Gov. Abbott’s rhetoric towards immigrants is dangerous

Alexa Leon, Columnist

Anti-immigrant rhetoric has been the backbone of Gov. Greg Abbott’s re-election campaign. As such, it’s not surprising that we’ve seen an increase of attention towards this topic. With election day less than a month away, Abbott knows this rhetoric will help drive his supporters to the polls. 

During the gubernatorial debate on Sept. 30, Abbott and his Democratic challenger Beto O’Rourke clashed repeatedly over immigration. O’Rourke blamed “hateful rhetoric” towards immigrants for the increase of violence towards migrants and mass violence, such as the 2019 El Paso shooting. 

“This hateful rhetoric, this treating human beings as political pawns, talking about invasions and Texans defending themselves–that’s how people got killed at the Walmart in El Paso,” O’Rourke said. 

Hate crimes have been on the rise nationally, and the perpetuation of this rhetoric is a potential influence. In 2020 there were 517 anti-Hispanic or anti-Latino incidents in the United States. In Texas, there were over 300 hate crimes reported, with 70% of them being motivated by race, ethnicity or ancestry. 

Abbott’s rhetoric towards immigrants is harmful. While O’Rourke is not free from criticism either, Abbott is a key contributor to the increase of anti-immigrant sentiments through his policies and the overall normalization of his rhetoric in politics. With the continuation of this rhetoric, it will not only push a negative picture of immigrants, but could also lead to an increase in violence and tension throughout the country. 

Gov. Abbott’s border security mission, Operation Lone Star, which aimed to “secure the border” and “stop the smuggling of drugs, weapons, and people into Texas” is just one example of perpetuating fear that the southern border is suffering from an “invasion” of immigrants. 
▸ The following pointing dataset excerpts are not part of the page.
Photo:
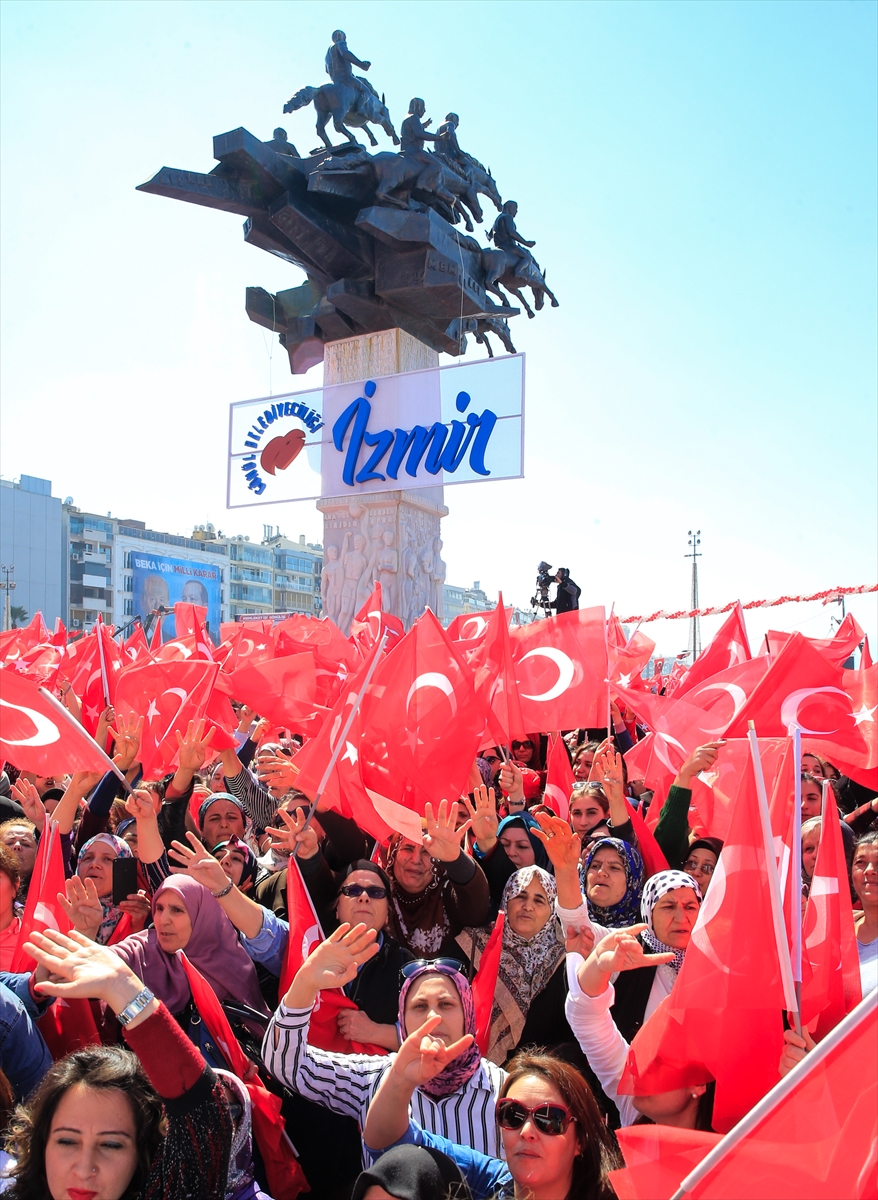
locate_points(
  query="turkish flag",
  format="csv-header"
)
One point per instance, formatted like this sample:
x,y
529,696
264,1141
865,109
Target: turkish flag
x,y
371,622
561,671
283,690
305,934
559,779
40,736
485,984
723,1017
829,940
284,1175
494,678
168,696
627,657
816,1137
728,648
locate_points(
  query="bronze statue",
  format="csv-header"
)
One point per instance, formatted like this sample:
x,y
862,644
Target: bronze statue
x,y
348,99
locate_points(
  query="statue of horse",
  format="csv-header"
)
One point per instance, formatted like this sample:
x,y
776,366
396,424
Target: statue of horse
x,y
354,106
499,267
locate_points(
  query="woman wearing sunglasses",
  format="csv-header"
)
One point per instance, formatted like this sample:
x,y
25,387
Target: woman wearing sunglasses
x,y
554,1141
456,1101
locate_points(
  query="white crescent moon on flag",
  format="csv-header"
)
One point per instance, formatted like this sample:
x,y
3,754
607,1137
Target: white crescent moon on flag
x,y
433,679
46,731
565,672
789,708
738,695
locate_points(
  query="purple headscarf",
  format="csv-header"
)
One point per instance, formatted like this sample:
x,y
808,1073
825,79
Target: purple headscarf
x,y
212,948
459,1071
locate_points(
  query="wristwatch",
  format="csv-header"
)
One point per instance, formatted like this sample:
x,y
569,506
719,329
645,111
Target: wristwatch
x,y
136,1007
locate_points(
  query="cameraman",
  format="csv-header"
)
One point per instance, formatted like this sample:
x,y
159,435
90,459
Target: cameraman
x,y
567,595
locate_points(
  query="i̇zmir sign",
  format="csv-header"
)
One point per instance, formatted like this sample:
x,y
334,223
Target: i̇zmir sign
x,y
459,424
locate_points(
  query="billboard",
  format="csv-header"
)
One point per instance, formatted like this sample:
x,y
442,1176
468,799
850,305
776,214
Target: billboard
x,y
162,581
461,424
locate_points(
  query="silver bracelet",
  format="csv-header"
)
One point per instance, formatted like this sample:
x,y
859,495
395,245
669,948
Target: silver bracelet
x,y
136,1007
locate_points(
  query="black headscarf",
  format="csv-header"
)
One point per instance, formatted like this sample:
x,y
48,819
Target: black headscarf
x,y
414,1173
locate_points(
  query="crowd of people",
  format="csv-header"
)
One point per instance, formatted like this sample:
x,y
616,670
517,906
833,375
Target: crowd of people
x,y
203,1003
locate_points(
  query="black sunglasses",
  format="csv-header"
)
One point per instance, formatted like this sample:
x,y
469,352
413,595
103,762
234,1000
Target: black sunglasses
x,y
551,1119
374,892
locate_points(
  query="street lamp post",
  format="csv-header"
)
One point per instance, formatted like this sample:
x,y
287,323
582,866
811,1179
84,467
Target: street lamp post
x,y
7,585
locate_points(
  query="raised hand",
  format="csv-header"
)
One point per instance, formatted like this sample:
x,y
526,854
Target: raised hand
x,y
29,798
335,961
82,969
197,863
82,906
295,838
193,748
441,840
421,1056
126,732
563,846
482,816
137,905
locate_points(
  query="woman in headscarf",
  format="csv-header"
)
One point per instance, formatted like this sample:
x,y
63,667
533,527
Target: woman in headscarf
x,y
187,917
436,889
457,1103
413,1173
621,983
531,984
95,864
612,875
503,847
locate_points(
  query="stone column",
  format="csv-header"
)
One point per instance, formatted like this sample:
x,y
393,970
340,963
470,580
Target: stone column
x,y
390,537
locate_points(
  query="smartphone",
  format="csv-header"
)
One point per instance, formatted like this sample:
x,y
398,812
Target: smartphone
x,y
124,879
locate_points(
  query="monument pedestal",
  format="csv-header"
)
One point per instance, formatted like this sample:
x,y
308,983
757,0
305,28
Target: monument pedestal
x,y
390,537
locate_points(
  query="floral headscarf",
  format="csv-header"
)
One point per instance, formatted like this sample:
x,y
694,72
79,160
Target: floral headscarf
x,y
459,1071
110,915
627,910
656,887
525,965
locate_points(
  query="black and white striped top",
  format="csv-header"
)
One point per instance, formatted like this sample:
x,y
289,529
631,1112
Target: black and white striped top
x,y
346,1084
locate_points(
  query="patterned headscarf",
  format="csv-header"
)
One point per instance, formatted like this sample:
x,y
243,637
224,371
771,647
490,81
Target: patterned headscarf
x,y
627,911
656,887
525,965
459,1071
110,915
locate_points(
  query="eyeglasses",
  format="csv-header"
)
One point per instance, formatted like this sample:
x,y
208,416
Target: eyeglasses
x,y
704,868
551,1119
444,966
356,889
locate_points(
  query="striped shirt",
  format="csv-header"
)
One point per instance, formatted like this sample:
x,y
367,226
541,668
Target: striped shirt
x,y
346,1084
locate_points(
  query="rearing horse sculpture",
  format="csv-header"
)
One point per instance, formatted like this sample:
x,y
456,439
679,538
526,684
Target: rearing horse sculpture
x,y
355,106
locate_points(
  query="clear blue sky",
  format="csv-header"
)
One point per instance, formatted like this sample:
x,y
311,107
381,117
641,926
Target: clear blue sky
x,y
699,179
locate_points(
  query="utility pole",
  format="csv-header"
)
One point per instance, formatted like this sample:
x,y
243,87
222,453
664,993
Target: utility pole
x,y
7,586
695,634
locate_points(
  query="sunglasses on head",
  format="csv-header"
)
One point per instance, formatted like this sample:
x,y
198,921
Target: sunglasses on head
x,y
444,966
551,1119
373,891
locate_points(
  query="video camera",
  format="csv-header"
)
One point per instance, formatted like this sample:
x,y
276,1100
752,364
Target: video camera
x,y
543,581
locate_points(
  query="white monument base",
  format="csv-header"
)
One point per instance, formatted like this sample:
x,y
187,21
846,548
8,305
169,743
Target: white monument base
x,y
390,537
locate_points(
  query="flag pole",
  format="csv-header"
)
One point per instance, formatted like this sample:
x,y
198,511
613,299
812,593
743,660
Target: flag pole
x,y
783,959
812,1061
84,733
795,867
342,736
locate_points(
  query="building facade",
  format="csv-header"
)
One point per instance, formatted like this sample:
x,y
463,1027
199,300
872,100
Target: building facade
x,y
32,549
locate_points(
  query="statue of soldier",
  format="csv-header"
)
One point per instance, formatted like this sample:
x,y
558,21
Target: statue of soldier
x,y
340,60
506,237
414,133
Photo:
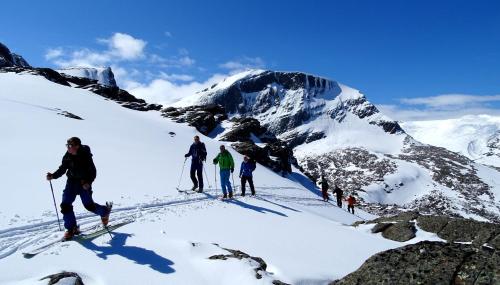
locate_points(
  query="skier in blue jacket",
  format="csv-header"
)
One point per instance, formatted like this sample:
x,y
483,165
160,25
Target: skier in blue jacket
x,y
246,169
198,154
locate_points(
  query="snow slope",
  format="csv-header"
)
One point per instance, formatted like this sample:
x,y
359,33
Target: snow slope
x,y
139,162
475,136
103,75
336,132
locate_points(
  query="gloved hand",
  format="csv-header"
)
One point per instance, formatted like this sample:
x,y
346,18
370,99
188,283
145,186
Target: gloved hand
x,y
85,185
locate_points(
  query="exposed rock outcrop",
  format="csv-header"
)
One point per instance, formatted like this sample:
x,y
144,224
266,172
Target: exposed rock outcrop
x,y
429,263
68,278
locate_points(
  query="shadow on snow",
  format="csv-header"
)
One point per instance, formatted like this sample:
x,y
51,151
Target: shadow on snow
x,y
137,254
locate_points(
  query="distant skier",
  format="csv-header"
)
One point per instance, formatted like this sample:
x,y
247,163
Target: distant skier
x,y
198,154
339,194
79,167
246,169
324,188
351,201
226,164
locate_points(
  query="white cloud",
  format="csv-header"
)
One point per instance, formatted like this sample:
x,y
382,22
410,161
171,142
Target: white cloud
x,y
126,47
120,47
166,92
53,53
450,100
174,61
176,77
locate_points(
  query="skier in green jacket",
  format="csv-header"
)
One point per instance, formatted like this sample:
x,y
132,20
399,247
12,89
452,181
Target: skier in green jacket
x,y
226,164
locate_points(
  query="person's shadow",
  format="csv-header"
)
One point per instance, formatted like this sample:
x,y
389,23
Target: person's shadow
x,y
255,208
137,254
247,206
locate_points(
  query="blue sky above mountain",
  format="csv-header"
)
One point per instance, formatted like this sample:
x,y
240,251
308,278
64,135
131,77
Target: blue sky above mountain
x,y
416,59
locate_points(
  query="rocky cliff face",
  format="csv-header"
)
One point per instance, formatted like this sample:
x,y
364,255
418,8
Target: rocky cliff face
x,y
103,75
469,252
9,59
335,131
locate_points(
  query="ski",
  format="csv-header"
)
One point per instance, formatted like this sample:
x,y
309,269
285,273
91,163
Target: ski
x,y
189,191
86,236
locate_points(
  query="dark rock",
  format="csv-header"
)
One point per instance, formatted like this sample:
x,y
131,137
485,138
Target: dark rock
x,y
380,227
433,224
402,217
261,268
429,263
6,59
464,230
447,228
64,277
242,130
495,242
402,231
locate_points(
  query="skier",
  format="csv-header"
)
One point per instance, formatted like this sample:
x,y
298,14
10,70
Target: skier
x,y
226,164
198,154
324,188
246,169
79,167
350,203
339,194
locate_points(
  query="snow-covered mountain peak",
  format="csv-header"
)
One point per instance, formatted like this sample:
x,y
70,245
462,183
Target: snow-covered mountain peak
x,y
285,101
103,75
475,136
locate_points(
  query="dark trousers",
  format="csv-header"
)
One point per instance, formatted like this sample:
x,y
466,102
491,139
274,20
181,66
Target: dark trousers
x,y
349,207
197,170
325,194
244,179
339,201
74,188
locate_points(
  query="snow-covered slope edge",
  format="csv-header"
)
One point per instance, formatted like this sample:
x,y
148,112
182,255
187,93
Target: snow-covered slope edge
x,y
336,132
103,75
475,136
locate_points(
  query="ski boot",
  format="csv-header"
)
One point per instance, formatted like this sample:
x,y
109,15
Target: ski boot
x,y
69,234
105,219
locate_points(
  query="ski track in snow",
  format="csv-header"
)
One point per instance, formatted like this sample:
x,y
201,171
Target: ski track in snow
x,y
22,237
Brian Pena, Plan II sophomore and COLA Representative, said the picture Abbott paints of the Rio Grande Valley is an unfair representation of his hometown. 
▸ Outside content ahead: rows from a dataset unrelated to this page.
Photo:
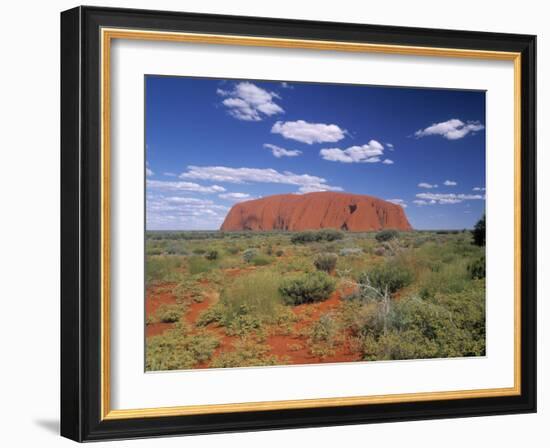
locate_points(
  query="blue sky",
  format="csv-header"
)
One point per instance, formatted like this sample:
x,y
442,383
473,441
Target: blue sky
x,y
211,143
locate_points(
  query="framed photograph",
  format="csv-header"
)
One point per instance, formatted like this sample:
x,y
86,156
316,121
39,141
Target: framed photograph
x,y
277,224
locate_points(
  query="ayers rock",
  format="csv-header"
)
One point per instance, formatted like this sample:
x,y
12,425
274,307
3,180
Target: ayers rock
x,y
345,211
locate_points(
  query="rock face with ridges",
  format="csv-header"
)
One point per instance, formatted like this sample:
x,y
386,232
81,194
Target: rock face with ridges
x,y
295,212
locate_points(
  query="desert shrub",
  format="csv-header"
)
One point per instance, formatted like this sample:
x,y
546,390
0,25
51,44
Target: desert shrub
x,y
351,251
175,248
379,251
386,235
325,262
169,313
389,276
177,349
249,254
307,288
444,278
198,265
479,232
247,304
188,288
247,353
324,335
211,254
261,260
330,235
159,269
232,250
476,268
311,236
451,325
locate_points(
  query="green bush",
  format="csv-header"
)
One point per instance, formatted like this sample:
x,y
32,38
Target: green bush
x,y
316,236
389,276
169,313
247,353
198,265
386,235
476,268
249,254
479,232
247,304
307,288
211,254
351,252
261,260
326,262
177,349
232,250
160,269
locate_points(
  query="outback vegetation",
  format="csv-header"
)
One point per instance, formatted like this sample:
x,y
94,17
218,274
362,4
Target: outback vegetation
x,y
237,299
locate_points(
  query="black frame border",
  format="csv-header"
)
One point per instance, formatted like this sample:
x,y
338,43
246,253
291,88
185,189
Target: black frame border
x,y
81,225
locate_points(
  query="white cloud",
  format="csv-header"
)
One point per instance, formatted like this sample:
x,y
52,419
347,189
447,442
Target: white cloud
x,y
368,153
400,202
148,171
279,152
249,102
447,198
427,185
236,197
306,182
309,133
453,129
183,186
183,213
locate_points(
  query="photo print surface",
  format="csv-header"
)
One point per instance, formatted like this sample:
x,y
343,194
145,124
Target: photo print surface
x,y
292,223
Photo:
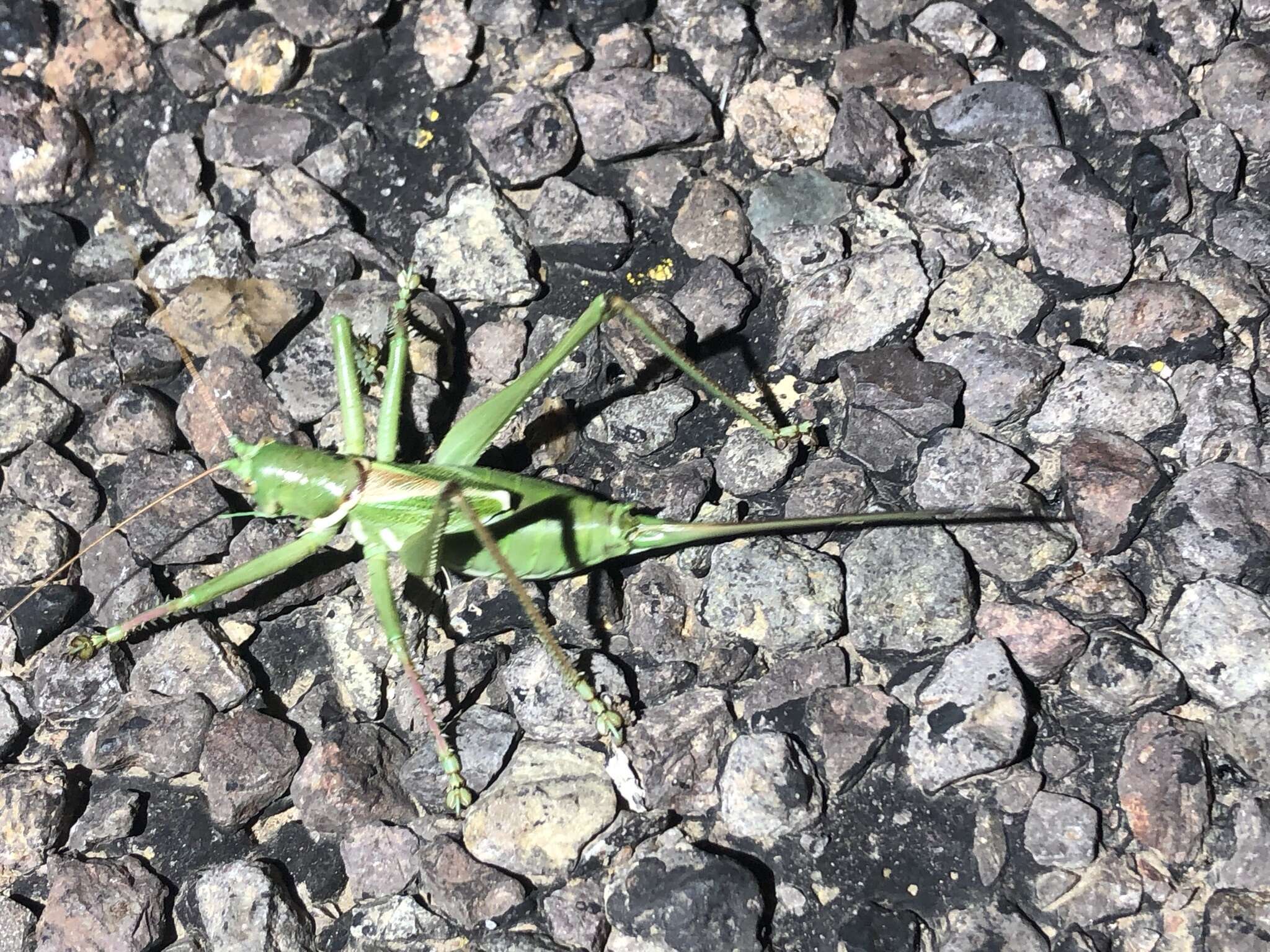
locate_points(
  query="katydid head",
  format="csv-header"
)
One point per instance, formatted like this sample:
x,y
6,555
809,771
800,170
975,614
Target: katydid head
x,y
288,480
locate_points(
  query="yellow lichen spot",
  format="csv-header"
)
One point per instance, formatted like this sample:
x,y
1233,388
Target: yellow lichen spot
x,y
662,272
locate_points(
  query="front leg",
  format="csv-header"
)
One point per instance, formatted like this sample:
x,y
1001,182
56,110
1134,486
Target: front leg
x,y
253,570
“While there is an issue with the border, it is not this horrible chaos that Greg Abbott would like you to believe it is,” UT Democrats treasurer Pena said. 

There’s a long history of dehumanizing and demeaning immigrants in America. Immigrants are often blamed for the lack of jobs or opportunities in the country. 
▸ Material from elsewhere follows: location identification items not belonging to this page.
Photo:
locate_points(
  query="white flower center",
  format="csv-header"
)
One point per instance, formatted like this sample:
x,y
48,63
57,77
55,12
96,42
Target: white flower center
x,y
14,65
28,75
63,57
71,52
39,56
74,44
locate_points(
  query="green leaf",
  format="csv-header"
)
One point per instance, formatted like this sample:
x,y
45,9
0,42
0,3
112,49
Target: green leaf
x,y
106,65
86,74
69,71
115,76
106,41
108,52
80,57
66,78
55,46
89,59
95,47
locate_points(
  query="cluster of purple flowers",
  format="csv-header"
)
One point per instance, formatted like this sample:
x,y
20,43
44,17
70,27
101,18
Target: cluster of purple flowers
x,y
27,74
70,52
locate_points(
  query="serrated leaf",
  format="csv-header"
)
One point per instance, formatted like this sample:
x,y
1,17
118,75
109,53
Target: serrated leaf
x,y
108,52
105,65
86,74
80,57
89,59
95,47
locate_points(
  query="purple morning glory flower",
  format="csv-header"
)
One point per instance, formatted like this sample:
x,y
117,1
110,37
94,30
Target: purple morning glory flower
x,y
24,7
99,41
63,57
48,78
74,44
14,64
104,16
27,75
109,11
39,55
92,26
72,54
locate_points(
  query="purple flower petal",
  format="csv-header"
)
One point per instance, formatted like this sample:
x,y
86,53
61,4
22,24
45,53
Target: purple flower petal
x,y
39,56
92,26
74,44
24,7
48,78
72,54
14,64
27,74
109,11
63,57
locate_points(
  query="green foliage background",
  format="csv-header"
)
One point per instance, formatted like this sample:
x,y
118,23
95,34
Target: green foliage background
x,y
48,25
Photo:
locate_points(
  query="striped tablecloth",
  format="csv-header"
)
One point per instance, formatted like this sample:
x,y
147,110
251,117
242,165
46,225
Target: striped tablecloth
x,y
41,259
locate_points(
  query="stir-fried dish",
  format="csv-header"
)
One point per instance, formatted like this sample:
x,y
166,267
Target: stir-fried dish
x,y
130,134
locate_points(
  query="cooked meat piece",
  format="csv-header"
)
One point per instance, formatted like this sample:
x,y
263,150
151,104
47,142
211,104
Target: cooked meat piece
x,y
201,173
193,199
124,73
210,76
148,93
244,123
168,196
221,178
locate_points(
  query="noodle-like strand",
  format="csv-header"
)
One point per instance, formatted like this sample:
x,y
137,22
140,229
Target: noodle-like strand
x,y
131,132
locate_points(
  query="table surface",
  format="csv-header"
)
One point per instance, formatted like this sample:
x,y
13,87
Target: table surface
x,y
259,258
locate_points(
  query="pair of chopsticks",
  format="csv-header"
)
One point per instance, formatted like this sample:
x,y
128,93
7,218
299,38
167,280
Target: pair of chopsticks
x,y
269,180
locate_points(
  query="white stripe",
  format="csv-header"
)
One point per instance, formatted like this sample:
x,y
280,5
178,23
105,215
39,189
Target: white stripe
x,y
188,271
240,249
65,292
Professor González de Bustamante from the School of Journalism and Media says spikes in anti-immigrant rhetoric occur when people in power normalize this rhetoric. 

“(Elected officials) normalized this kind of language,” González de Bustamante said. “Then what does that mean for the everyday person who’s not elected? They’re more likely to use those kinds of terms.” 

Although Abbott has clear ties to using anti-immigrant rhetoric, O’Rourke is not free from criticism either. As a Democrat in Texas, O’Rourke treads carefully when speaking about immigration. While he denounced Abbott’s rhetoric during the debate, O’Rourke said he wants to work alongside Border Patrol and local law enforcement agencies. This raises concerns as to whether O’Rourke is also perpetuating the idea of a “crisis” at the border, as well as if he can complete his promises of immigration reform. 

We’ve been living under Republican leadership in Texas for decades. We’ve seen the demonization of migrants spread rapidly thanks to politicians like Abbott. Yes, there are issues that must be addressed with immigration on our southern border, but we cannot default to demonizing and pegging people as political pawns. 

“There’s a million reasons to get rid of Greg Abbott, but this is one of the big ones that I hope resonates with students,” Pena said.

Leon is a journalism sophomore from Houston, Texas.